Having grown up hiking the streams and hills of California, I never thought of myself as some sunshine-deprived “city girl”. Surely not, as a card-carrying REI member! Never mind that survival gear shopped for include the thickest possible sleeping mats and Packtowl travel bathrobes – which happen to also double as essentials of the X-Ordinary Vagabond lifestyle. I considered myself well equipped for living in rustic wilderness, just roll me and my Tumi suitcase towards the rugged path of nature.
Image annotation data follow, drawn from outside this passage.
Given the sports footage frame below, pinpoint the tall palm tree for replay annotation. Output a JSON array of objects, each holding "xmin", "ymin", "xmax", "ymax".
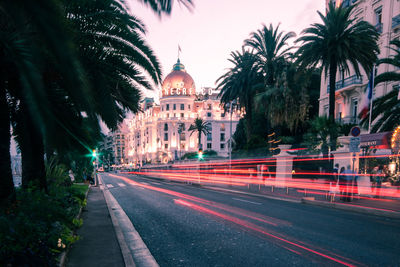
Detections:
[
  {"xmin": 245, "ymin": 24, "xmax": 296, "ymax": 86},
  {"xmin": 216, "ymin": 48, "xmax": 263, "ymax": 140},
  {"xmin": 254, "ymin": 62, "xmax": 313, "ymax": 134},
  {"xmin": 296, "ymin": 1, "xmax": 379, "ymax": 150},
  {"xmin": 361, "ymin": 40, "xmax": 400, "ymax": 133},
  {"xmin": 189, "ymin": 118, "xmax": 210, "ymax": 152}
]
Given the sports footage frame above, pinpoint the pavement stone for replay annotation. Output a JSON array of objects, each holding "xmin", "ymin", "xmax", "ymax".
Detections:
[{"xmin": 66, "ymin": 186, "xmax": 125, "ymax": 267}]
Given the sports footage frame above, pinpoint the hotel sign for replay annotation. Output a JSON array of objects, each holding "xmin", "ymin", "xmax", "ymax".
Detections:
[{"xmin": 161, "ymin": 82, "xmax": 213, "ymax": 97}]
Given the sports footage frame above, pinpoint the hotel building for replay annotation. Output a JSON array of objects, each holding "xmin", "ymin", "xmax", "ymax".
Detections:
[
  {"xmin": 125, "ymin": 59, "xmax": 240, "ymax": 166},
  {"xmin": 319, "ymin": 0, "xmax": 400, "ymax": 127}
]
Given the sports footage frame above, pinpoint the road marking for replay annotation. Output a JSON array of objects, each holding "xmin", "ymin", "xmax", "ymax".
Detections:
[{"xmin": 232, "ymin": 197, "xmax": 261, "ymax": 205}]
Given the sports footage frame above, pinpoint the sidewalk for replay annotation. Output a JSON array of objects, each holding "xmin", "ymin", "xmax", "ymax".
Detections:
[{"xmin": 66, "ymin": 186, "xmax": 125, "ymax": 267}]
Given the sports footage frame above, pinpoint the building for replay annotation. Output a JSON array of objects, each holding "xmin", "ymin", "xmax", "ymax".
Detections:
[
  {"xmin": 126, "ymin": 59, "xmax": 239, "ymax": 166},
  {"xmin": 99, "ymin": 123, "xmax": 128, "ymax": 168},
  {"xmin": 319, "ymin": 0, "xmax": 400, "ymax": 127}
]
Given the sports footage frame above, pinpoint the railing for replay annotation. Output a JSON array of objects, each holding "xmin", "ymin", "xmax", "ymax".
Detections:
[
  {"xmin": 392, "ymin": 14, "xmax": 400, "ymax": 29},
  {"xmin": 375, "ymin": 23, "xmax": 383, "ymax": 33},
  {"xmin": 326, "ymin": 75, "xmax": 362, "ymax": 93}
]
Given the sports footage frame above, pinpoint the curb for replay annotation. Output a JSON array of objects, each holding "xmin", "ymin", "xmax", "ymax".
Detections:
[
  {"xmin": 301, "ymin": 198, "xmax": 400, "ymax": 219},
  {"xmin": 99, "ymin": 176, "xmax": 159, "ymax": 267},
  {"xmin": 58, "ymin": 184, "xmax": 92, "ymax": 267}
]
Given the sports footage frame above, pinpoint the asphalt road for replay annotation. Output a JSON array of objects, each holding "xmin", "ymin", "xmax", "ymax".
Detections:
[{"xmin": 102, "ymin": 173, "xmax": 400, "ymax": 266}]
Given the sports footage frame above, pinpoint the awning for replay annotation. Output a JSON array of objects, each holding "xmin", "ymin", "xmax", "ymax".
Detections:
[{"xmin": 360, "ymin": 132, "xmax": 393, "ymax": 149}]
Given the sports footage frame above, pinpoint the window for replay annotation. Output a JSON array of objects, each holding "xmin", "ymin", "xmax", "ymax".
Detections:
[{"xmin": 207, "ymin": 133, "xmax": 212, "ymax": 141}]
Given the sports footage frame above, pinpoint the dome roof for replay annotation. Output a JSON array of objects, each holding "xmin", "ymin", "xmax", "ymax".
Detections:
[{"xmin": 161, "ymin": 58, "xmax": 196, "ymax": 97}]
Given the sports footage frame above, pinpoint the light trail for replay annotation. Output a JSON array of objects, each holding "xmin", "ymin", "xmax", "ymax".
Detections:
[{"xmin": 174, "ymin": 199, "xmax": 356, "ymax": 266}]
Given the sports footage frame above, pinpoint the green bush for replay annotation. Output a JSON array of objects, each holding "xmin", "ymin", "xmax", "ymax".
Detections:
[{"xmin": 0, "ymin": 182, "xmax": 87, "ymax": 266}]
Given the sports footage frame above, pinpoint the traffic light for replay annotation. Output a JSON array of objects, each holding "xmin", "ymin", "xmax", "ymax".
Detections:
[{"xmin": 198, "ymin": 148, "xmax": 203, "ymax": 160}]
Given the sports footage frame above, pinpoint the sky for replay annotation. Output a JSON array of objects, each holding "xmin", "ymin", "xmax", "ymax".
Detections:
[{"xmin": 127, "ymin": 0, "xmax": 325, "ymax": 95}]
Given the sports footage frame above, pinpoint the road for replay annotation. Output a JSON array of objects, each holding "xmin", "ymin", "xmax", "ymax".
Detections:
[{"xmin": 101, "ymin": 173, "xmax": 400, "ymax": 266}]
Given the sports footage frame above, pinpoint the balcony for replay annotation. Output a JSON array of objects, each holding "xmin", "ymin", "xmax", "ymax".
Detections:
[
  {"xmin": 392, "ymin": 14, "xmax": 400, "ymax": 29},
  {"xmin": 375, "ymin": 23, "xmax": 383, "ymax": 33},
  {"xmin": 326, "ymin": 75, "xmax": 362, "ymax": 93}
]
Little was I prepared, when suddenly whisked away from Beulah Lodge and my daily scrumptious English breakfasts (X-Ordinary Vagabond-in-style), to visit Rep’s next South Africa Venture location: Beloftebos, a Garden of Eden nestled within the rambling countryside of Stanford. Just a two hour journey along stunning coastline away from the bustling neighborhoods of Cape Town. After the half hour drive down gravelly country roads, the insubstantial of city life passes away and one encounters an evocative land so robust in its nature, the difference can be tasted.
To my chagrin, I discovered that urban dwelling with its efficient distribution of produced goods has deprived me of delectable delights that simply had never tasted so… real before. Upon arrival at our cottage, a lavishly furnished 4-bedroom house dressed in farmland shabby chic, we sat down to an unexpected gifting: A cream-topped carafe glistening chilled. “Freshly squeezed”, I came to one of those existential ponderings – Can one have truly lived life without ever having tasted real milk before?
With acres and acres of wheatfields, grazing cows and napping sheep as far as the eye can see, Beloftebos is a working farm that also shelters an exquisite fairytale woodland for weddings that only nature and imagination can conceive. Only after talking with the understated owners, Andries and Coias de Villiers does one uncover the loving hands and romance that created a venue that is now renown as one of the top wedding locations in South Africa.
Beloftebos, which means “Vows in the Forest,” was inspired long before Andries and Coia’s own matrimonial exchange beneath the ancient oak trees on the property. Originally planted 130 years ago by an ancestral uncle in remembrance of his farm-founder parents, Andries and Coia are but the newest addition to a long heritage of love and family that has cultivated this wilderness into pasturelands for five generations of de Villiers. Andries traces his faith heritage as far back as the French Huguenots, who, as refugees from religious persecution, arrived on South African soil to start a new life.
We took a drive through winding hills to search out individual cottage gems hiding at the end of rustic dirt paths. It was here I realized that a common misperception by those of us less bucolicly-oriented, is that simple farm life is a form of rudimentary suffering. Instead, in each cottage we visited, I found depth and meaning behind every handmade piece of furniture. From carefully crafted architecture of naturally exposed woodbeams to feather-fluffy duvets covering kid-dream attic loftbeds, the touches of comfort and simple luxuries of rich butter and country bread and anachronistic iron stoves made me second-guess every Pottery Barn purchase I’d ever made.
I cannot put it into words, the magic of Beloftebos. Perhaps the fellowship of farmers here, in their silent, serious ways attest to a distinct awareness and respect for something primally spiritual in the environment. Life is simply, more Real here. The raw beauty of the lands, the friendly warmth of a tottering red calf sucking on your fingers, the disturbingly layered aromas of fragrant fresh butter, the husky branches of heather gathered in bouquets still shimmering with morning dew – Beloftebos evokes in your heart a deep communion with land, love and covenant. One understands instinctually, that the sacred Presence of God rests here and blesses Beloftebos, the forest where eternal vows are made.